Starting with mother’s milk, we are drawn to sweet foods because sugar is necessary to feed our brains, and eating sugar temporarily increases our feel-good hormones. It was not a problem when our sugar intake came from fruits we picked off trees, and no one felt the need to eat every fruit. But with the advent of processed foods and sugar, all this has changed, and empty calories dangerously drive up sugar levels and play havoc with our bodies.
Unfortunately, most of us find it hard to avoid eating processed sugar. It is everywhere. Even the better food choices, such as some whole-grain breads and supposedly healthy spaghetti sauces and breakfast cereals, are often loaded with sugar. Since the early 1990s, we have increased sugar consumption in the U.S. from 26 pounds (11.7kg) to about 135 pounds (61.2kg) per person per year. In the late nineteenth century (1887–1890), the average consumption was only 5 pounds (2.26kg) of sugar per person per year. Obesity, type 2 diabetes, cardiovascular diseases and cancer were rare in those days.

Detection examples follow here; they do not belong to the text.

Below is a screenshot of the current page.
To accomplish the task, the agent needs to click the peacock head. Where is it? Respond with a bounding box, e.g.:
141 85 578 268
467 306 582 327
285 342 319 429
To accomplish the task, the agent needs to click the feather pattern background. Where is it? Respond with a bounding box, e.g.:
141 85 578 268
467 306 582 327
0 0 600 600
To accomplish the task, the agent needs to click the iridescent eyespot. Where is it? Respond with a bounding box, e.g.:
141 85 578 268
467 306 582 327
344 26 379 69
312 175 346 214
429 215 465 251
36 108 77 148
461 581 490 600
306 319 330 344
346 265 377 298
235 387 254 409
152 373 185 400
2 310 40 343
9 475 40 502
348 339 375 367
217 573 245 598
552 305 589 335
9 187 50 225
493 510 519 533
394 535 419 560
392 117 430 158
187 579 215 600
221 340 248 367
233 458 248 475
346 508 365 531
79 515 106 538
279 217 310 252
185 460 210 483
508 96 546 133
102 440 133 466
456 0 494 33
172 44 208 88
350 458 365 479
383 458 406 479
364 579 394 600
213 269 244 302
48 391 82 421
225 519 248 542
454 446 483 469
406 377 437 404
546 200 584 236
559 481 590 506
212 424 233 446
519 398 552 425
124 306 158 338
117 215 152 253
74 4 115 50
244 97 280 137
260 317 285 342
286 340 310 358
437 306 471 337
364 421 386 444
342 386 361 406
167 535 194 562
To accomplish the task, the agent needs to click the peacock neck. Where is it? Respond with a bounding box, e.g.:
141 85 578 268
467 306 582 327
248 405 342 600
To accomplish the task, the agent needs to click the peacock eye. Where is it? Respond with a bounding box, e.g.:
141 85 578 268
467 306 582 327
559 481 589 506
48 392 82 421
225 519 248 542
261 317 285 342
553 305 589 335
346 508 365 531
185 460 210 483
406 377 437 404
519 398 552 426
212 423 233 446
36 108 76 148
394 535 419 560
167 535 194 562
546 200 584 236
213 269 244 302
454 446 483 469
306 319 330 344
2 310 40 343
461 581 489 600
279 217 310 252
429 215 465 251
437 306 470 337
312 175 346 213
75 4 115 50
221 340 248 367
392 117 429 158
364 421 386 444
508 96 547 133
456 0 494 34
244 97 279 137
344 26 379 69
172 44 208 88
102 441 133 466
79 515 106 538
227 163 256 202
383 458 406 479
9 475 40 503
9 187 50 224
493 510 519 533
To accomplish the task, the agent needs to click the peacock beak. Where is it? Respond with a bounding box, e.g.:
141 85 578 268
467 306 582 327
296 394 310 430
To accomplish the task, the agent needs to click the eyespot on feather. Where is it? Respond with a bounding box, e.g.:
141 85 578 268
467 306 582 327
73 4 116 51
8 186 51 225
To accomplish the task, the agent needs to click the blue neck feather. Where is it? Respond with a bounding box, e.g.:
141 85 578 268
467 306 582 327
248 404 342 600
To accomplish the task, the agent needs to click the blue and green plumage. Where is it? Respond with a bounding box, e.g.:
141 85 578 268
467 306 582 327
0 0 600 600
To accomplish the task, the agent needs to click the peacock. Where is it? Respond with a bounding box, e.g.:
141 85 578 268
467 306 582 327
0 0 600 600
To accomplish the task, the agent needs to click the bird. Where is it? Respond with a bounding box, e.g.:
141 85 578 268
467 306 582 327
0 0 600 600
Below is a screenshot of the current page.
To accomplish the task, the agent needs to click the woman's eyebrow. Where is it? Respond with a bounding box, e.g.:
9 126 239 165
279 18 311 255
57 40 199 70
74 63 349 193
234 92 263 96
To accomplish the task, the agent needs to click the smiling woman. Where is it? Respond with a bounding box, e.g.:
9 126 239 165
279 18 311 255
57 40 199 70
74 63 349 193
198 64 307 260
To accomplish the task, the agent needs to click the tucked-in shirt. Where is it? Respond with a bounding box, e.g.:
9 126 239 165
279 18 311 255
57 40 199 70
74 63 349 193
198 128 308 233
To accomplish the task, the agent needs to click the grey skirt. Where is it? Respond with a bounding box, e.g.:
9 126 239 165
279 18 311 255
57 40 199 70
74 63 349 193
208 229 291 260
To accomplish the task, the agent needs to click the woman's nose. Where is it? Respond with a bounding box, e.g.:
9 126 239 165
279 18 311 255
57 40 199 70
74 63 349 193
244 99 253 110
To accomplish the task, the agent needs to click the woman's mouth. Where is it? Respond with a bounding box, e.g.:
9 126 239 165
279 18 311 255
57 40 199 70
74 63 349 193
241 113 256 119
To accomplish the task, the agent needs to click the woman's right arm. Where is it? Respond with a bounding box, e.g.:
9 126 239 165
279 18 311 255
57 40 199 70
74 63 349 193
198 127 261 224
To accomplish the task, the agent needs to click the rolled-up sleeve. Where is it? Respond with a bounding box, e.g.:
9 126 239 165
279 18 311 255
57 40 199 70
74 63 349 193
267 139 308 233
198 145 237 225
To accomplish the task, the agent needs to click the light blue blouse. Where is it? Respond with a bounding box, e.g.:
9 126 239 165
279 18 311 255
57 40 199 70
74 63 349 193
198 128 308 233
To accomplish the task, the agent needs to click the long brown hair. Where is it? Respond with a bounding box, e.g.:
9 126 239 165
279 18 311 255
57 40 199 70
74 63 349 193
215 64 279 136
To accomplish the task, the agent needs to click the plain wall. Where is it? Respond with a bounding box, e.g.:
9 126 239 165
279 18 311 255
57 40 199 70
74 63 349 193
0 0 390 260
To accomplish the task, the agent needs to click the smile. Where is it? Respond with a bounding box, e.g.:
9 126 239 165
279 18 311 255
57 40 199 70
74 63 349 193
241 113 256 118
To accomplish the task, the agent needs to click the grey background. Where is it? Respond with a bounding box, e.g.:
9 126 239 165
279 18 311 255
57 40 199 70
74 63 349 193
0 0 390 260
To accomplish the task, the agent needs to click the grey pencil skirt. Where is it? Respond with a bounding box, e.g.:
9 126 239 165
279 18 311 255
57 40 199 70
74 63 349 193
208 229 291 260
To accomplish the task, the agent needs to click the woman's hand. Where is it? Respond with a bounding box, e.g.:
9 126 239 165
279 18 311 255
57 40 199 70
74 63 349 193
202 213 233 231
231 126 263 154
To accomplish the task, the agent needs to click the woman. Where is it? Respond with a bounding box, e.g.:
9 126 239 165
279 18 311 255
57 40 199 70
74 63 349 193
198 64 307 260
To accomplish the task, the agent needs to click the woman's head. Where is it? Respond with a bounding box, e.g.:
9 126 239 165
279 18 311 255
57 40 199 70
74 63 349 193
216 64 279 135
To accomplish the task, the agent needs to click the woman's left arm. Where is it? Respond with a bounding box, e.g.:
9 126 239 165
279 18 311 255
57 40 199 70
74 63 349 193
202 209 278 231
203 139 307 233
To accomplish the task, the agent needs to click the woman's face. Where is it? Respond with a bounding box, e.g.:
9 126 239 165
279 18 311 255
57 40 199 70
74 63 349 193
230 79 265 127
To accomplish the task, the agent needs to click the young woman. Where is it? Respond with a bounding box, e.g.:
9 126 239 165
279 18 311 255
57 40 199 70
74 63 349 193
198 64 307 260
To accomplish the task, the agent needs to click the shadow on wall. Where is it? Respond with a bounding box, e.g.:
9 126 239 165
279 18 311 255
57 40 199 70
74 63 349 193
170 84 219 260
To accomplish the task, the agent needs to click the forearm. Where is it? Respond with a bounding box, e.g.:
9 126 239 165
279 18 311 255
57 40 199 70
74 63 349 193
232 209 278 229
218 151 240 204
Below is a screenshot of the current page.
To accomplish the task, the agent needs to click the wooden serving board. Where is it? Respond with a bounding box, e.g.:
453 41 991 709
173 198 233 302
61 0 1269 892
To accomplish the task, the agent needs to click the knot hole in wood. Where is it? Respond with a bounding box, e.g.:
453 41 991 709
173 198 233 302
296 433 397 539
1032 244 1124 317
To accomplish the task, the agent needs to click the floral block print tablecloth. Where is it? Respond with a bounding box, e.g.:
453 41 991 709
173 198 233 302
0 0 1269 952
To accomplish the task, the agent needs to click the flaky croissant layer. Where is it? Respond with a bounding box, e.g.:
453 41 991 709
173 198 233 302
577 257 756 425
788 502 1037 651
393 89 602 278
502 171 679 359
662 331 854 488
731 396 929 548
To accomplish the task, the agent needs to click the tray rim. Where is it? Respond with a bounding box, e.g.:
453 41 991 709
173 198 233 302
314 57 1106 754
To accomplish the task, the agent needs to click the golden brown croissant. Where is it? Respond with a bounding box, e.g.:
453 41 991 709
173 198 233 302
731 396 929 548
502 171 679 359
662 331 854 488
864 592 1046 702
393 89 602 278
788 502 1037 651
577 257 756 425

There are many things you can do to avoid the sugar seesaw:
- Eat whole, natural foods: Focus on the natural sugars in whole, real foods, such as fresh, seasonal fruit. They offer natural sugars (fructose), but they are also nutrient-rich foods, high in fiber. Follow these guidelines: Eat two or three servings per day of fruits lower in sugars, such as apples, peaches, grapefruit, raspberries, blackberries, blueberries, strawberries and oranges. Eat one serving per day or less of fruits higher in sugars: all dried fruits (a maximum of one tablespoon), mangoes, watermelon, papaya, bananas, kiwi fruit and pineapple.
- Modify your selection of sweet treats: In place of a chocolate brownie or ice cream, drink a fresh fruit smoothie or choose hot chocolate prepared with hot water and a touch of nonfat milk. Suck on a teaspoon of organic almond butter or peanut butter. At the same time, coach yourself to resist the urge to binge.
- Don’t store sweets at home: Make it more difficult to eat bad sweets by not keeping them in your house. But if you must have a few occasional indulgences, keep them well hidden in a secure container. And before you even open it, say an affirmation out loud, e.g., “I deserve only the best fuel in my body and sugar can make me unhealthy and sick.”
- Avoid soft drinks: Soft drinks have no nutritional value and are high in refined sugars. Most popular 12-ounce (340g) soft drinks can contain as many as 40 grams of sugar, which is about ten teaspoons of sugar! The “diet free” options can be harmful to you health. Avoiding soft drinks is a necessity for weight and health.
- Drink fruit juices in strict moderation: Although unsweetened fruit juices offer numerous valuable nutrients, they contain as much sugar (in the form of fructose) as soft drinks! For instance, 12 ounces (340g) of 100% unsweetened orange juice, is rich in vitamin C, but contains 39 grams of sugar, giving you 8 teaspoons of sugar. Unsweetened apple juice is a good source of iron and potassium, but contains 42 grams of sugar, giving you ten teaspoons! This is a good reason to drink fruit juices in strict moderation and eat the whole fruit instead.
- Watch alcohol: Most alcoholic beverages have as many calories per ounce as sugary soft drinks and generally don’t contain any nutrients. For example, a regular small 5 fl-ounces (147 ml ) glass of wine, gives you around 150 calories; 12 fl-ounces (354 ml) of light beer, 100 calories; 12 fl-ounces (354 ml) of regular beer, 150 calories; 1.5 fl-ounce (44 ml) shot of vodka, 95 calories; and 8 fl-ounces (236 ml) of the popular sweet cocktails, such as a margarita and pina colada offer anywhere between 310 – 530 calories. Whereas, the medium 12 fl-ounce (354 ml) soft drink generally has between 124-182 calories.
So, if you are going to enjoy alcoholic beverages, as I do, drink it in strict moderation and be sure to follow these guidelines:
- Have one low-calorie, non-alcoholic beverage, such as water or sparkling mineral water laced with fruit juice, in between each alcoholic drink.
- Always eat a nutritious meal or snack before you have a drink. This will help curb hunger and prevent binge eating on sugary or fatty foods.
- Select light versions whenever possible, they have fewer calories. But remember, these products are not calorie free, and you still need to limit your intake.
- As often as you can, replace alcohol with appealing and nutritious beverages, such as fresh, thick fruit smoothies. Drink them out of a favorite wine glass or goblet, while visualizing your new, healthy body and repeating the affirmations, “My body is important to me and I will nourish it with nutritious beverages and foods.”
- Select your drinking buddies carefully, as research shows your friends influence how much you drink.
Read labels of packaged foods carefully: Most packaged foods, even if organic, generally contain significant amounts of sugar and should be purchased in strict moderation. Fresh is always best.